ソウルサイクルのジムでインストラクターによる差別的な言動が横行していると、オンラインメディアのビジネスインサイダーがスタッフや利用者の証言を基に報じたのだ。

元メディア企業幹部であるウェブスターは、関連記事全てに目を通した。その結果、報道が皆正しいというわけではないと判断したが、こうした疑惑が報じられた背景には会社の体質があると考えた。

そこで社内調査を実施し、新たに重視する価値観を打ち出した。しかも言葉だけでなく、その価値観を実践に移した。それに伴い、一部の従業員を失うこともいとわなかった。「実際の行動に反映されない価値観に意味はない」と考えていたからだ。

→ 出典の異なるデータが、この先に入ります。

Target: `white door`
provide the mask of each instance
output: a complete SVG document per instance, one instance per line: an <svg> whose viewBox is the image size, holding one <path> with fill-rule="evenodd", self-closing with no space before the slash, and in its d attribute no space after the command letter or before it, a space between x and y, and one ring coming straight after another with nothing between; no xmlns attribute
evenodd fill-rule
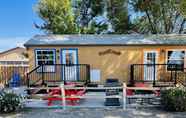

ウェブスターは毎晩、頭の中で自分の言動を振り返って自己評価している。職場のメンバーともっと良質なコミュニケーションが取れたのではないか、もっと生産的な形でメンバーと関われたのではないか、などと反省するのだ。

しかし、自分が下した決定が正しかったかどうかを省みることはほとんどないと言う。